Not long after I posted my comments about textbook prices, I went to a panel discussion on teaching, where a social scientist made an interesting observation about the ways different disciplines interact with books.
In the humanities, the whole point of the class is to discuss the books. Nothing useful can be done until and unless the students have had the chance to do the reading. This is why humanities classes tend to let out early on the first day of the term, and have a full class on the last day of the term: the important reading has to be done before class.
In the sciences, on the other hand, the whole point of class is to give the students enough information to be able to read the textbook and do the problems. The essential step in the learning process is when the students try to apply what they’ve learned to solving problems. This is why science classes tend to have a full class on the first day of the term, and let out early on the last day of the term: the important reading is done after class.
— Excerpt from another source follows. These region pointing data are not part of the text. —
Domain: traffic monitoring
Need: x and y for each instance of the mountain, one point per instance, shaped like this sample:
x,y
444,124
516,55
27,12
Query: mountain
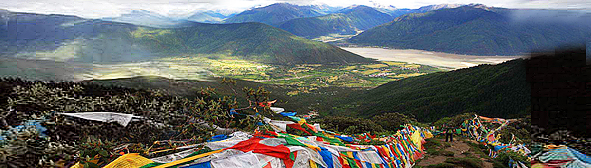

I had never really thought about it that way, but once it was pointed out, I said “Oh, yeah…” I can think of a few exceptions to the pattern– mostly involving humanities faculty who had the class read short stories or articles in class on the first day– but I think there’s definitely something to it.
(This is also part of why I find the textbook pricing question so vexing. With the exception of a few very specialized curricula– Matter & Interactions, Six Ideas that Shaped Physics— the main thing that would change with a change of book is the numbers of the homework problems… That’s not the case in the humanities– changing the reading list for English 101 almost certainly gets you a very different class.)